There is only one thing Zuckenberg/Facebook are interested in with the Occulus purchase: public perception and shoring up the Facebook share price. It’s no secret that Facebook has had trouble monetizing the site, despite its giant popularity. Facebook was late to mobile, and all its initiatives there have crashed and burned. (Does anyone remember the HTC or Motorola Facebook smartphones?) In the past year, Facebook has launched into an acquisition spree (from Instagram to WhatsApp) , in order to give the investors and the public at large that Facebook is a growing, thriving business that’s keeping with the latest technological developments/trends. Now that mobile is stagnant (and mobile companies are betting on those silly wearables as the next big thing… but that’sa topic for another day), the next big things in tech are AR (Augmented Reality) and VR (Virtual Reality.) AR belongs to Google, with its Glass technology (which will be huge, mark my words.) But VR is still a nascent technology, with the most publicized efforts being those of Kickstarter statup Occulus and Sony’s Project Morpheus. By buying Occulus, Facebook gets to say that it’s at the forefront of VR technology, which will be parroted by know-nothing financial analysts and reporters. Facebook is cool and edgy again.

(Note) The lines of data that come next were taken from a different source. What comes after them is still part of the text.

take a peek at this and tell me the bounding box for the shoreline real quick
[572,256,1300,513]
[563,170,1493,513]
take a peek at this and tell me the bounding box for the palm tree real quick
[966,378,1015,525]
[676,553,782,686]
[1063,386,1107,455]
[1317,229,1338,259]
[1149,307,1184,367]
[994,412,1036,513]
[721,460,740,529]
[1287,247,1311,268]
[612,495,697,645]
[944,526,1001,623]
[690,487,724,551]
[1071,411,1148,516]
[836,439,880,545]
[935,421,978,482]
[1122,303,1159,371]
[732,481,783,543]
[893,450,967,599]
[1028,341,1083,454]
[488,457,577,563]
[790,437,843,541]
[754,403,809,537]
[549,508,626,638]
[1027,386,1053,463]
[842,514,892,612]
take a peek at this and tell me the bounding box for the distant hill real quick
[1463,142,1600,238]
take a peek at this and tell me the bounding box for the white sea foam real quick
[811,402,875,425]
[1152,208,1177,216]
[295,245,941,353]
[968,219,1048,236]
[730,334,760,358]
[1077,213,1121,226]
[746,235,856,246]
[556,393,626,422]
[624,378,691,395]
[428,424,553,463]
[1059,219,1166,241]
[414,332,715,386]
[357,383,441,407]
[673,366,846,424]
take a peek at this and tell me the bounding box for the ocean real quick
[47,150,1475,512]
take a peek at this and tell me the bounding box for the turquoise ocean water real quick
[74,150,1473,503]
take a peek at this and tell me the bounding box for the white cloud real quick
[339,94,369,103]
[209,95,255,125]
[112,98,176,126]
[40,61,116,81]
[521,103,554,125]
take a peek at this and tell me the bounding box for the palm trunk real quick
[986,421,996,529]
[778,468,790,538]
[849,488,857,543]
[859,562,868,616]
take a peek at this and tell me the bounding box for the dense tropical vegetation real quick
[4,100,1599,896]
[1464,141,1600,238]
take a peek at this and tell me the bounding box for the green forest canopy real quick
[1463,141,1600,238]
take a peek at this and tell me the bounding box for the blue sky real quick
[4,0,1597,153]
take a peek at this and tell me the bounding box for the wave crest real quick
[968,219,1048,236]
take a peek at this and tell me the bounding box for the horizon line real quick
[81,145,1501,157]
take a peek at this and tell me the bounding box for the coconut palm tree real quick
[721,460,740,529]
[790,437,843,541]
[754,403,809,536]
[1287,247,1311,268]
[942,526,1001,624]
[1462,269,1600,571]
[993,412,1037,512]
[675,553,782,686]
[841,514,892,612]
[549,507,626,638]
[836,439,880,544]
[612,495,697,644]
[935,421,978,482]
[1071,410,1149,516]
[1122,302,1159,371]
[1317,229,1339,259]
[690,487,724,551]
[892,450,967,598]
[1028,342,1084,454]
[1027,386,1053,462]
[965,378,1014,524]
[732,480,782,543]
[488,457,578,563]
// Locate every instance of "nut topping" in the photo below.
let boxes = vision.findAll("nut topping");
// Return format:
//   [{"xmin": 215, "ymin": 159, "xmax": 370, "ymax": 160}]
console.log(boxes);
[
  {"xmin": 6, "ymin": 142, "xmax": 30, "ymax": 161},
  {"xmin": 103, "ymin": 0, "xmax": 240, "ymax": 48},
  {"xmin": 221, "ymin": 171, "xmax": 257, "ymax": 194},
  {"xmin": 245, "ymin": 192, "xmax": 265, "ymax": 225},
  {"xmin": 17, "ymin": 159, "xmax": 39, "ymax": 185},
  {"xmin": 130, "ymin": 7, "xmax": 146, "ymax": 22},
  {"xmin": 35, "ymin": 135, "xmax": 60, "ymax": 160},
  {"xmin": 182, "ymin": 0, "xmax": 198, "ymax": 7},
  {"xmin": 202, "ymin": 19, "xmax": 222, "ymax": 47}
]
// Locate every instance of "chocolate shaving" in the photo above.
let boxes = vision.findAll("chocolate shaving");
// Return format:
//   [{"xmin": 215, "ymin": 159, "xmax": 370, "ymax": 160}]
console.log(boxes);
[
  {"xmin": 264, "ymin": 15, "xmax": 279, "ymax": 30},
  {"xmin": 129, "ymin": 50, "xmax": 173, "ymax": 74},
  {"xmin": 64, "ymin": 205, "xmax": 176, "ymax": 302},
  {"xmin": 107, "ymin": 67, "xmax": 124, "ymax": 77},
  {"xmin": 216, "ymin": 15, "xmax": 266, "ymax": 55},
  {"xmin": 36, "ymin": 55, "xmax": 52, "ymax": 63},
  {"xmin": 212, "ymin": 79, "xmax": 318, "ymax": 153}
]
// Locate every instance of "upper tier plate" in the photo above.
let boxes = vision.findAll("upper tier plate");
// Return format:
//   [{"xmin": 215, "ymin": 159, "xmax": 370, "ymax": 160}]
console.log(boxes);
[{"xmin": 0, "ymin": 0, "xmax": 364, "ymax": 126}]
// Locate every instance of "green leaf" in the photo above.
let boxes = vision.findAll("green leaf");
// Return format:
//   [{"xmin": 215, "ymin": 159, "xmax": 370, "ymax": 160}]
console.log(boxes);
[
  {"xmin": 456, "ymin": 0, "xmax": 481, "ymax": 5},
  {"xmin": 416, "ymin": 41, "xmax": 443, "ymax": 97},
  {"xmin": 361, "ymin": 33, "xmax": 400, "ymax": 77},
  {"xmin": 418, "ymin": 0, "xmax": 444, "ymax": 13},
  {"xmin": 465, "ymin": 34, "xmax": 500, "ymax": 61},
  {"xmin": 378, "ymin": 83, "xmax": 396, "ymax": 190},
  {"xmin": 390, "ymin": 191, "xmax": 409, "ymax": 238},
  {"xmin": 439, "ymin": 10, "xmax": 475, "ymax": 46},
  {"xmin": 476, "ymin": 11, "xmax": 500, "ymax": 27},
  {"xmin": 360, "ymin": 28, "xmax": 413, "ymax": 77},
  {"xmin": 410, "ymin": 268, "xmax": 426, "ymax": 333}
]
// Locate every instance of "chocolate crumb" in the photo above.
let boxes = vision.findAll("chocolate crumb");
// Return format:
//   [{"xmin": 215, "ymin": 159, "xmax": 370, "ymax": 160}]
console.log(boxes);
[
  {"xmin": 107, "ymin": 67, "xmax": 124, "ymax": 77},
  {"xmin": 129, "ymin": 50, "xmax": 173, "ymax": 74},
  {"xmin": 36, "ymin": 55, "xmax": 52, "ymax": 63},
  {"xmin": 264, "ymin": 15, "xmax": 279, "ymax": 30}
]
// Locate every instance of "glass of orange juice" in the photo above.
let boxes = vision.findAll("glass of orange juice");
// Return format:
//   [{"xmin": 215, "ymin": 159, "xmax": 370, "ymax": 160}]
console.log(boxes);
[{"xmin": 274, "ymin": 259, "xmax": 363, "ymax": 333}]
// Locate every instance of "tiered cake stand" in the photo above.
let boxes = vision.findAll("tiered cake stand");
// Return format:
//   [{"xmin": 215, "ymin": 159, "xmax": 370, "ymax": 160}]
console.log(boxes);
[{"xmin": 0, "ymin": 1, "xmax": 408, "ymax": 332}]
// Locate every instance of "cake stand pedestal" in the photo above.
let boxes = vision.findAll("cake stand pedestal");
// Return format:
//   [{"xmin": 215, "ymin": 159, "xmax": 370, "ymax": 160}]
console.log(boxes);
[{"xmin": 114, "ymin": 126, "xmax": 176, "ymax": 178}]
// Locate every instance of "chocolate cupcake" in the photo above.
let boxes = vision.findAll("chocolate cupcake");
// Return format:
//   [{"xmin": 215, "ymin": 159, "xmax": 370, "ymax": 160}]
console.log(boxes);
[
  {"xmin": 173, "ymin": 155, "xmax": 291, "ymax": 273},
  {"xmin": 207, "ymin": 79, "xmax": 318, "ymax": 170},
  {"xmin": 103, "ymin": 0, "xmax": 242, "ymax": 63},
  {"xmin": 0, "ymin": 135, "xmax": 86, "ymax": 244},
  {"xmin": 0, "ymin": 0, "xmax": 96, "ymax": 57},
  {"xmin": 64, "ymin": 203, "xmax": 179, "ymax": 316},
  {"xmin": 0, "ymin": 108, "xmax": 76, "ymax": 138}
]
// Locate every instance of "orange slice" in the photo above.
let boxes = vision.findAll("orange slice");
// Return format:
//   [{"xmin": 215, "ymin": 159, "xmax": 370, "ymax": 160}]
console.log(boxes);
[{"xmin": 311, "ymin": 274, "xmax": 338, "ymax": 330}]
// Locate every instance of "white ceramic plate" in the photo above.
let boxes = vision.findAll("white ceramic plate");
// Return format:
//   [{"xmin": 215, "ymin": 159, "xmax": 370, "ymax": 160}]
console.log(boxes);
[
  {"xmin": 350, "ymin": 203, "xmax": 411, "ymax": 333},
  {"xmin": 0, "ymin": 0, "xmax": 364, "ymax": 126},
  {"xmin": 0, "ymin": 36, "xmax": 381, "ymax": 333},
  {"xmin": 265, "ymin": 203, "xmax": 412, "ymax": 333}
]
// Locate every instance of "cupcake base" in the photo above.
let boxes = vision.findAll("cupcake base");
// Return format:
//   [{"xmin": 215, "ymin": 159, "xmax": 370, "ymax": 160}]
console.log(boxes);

So Occulus gets much needed capita out of the deal. How can that be bad? Well, like I said before, the money has strings attached. Facebook’s corporate tendrils will begin to probe insinuate into Occulus, and will destroy the young company. Maybe it will begin with an ambitious suit, initially sent as a liaison. Then more suits will follow. Pretty soon they’ll have those hapless occulus employess filing TPS Reports in triplicate, and the talent will head out the door (beginning with John Carmack.)

And those $2 billion will attract hucksters and con-men to VR, just like what happened with Kickstarter when it first went big.  Expect a lot of VR startups with big promises scamming investors out of their cash, with little to show for it.  The technology will get a bad rep before it’s even ready.

Then there’s the company culture… remember Star Trek’s Prime Directive, about non-interference with less developed cultures? Occulus was a startup, and it needed to remain a startup for a few more years. Startups achieve great things – look at HP, Apple, Google. Would they have achieved what they did without the pressure to succeed? This deal erases all that. Occulus is now Facebooks kept, well-fed pet. The pressure to succeed and achieve is off, gone. Nothing to see here, folks, these are not the droids we’re looking for, moving on to Sony and Project Occulus, move along.

This is all that went through my mind yesterday when I read the news. Today? I just feel sadness… for what could have been.